There are strong indications that inequality may substantially contribute to and exacerbate the emergence and the course of financial crises, even if other factors, in particular financial deregulation, obviously also play a crucial role, according to a United Nations human rights expert.

This finding has been highlighted by Mr Juan Pablo Bohoslavsky, the Independent Expert on the effects of foreign debt and other related international financial obligations of States on the full enjoyment of all human rights, particularly economic, social and cultural rights, in a thematic report for the UN Human Rights Council, currently holding its thirty-first session.

According to Mr Bohoslavsky, there are manifold linkages between inequality, private and sovereign debt and the occurrence of financial crises.
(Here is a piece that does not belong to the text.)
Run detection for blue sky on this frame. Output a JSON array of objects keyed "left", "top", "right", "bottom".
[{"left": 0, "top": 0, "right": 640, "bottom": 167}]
"Inequality erodes States' tax base, thereby impacting sovereign revenues.
Inequality also appears to prompt increased levels of private credit, which in turn may adversely affect sovereign debt and stability of the financial markets," he said.

This phenomenon is mainly explained by rising credit demand and credit supply.
Aggregate under-consumption in conjunction with corresponding low interest monetary policy may be a contributing factor to an increased credit supply.

According to most studies, financial crises and the subsequent policy measures commonly implemented to alleviate their consequences, for example, fiscal retrenchment and stabilization policies, enhance inequalities, with devastating social consequences.

"A debt crisis may have a massive depressive impact on output, which may in turn affect the level of inequality."

According to the report, most studies concur that financial crises result in an increase in income inequality. Fiscal consolidation following a sovereign debt overhang may also have strong distributional consequences, both directly and indirectly, for example, through the increase in the unemployment rate and social spending cuts.

The social effects of crises, hitting in particular the most vulnerable, are often catastrophic, with widespread poverty, the emergence of health issues, rising unemployment, to name only a few common problems.

"The finding that inequality may contribute to the occurrence of financial crises, which in turn exacerbate inequality and adversely affect human rights, has far reaching policy and legal implications. It underscores that human rights, social and economic aspects are inseparably intertwined, calling for a holistic approach to preventing and confronting financial crises."

The report suggests that financial crises may not be prevented without addressing the contributing human rights shortcomings, including those connected to inequality. Any reaction to financial crises that neglects the effects on human rights and inequality does not only run afoul of human rights duties and responsibilities but also risks creating the same problems again and again, preventing any economically sustainable future.

"Preventing and responding to financial crises and combating inequalities must thus go hand in hand. Hence, policymakers must ensure that they tackle dangerous destabilizing developments in the financial sphere while addressing inequality directly."

According to the report, severe economic inequality frequently affects the enjoyment of particular civil, political or social, economic and cultural rights as well as the principle of non-discrimination enshrined in all international human rights treaties.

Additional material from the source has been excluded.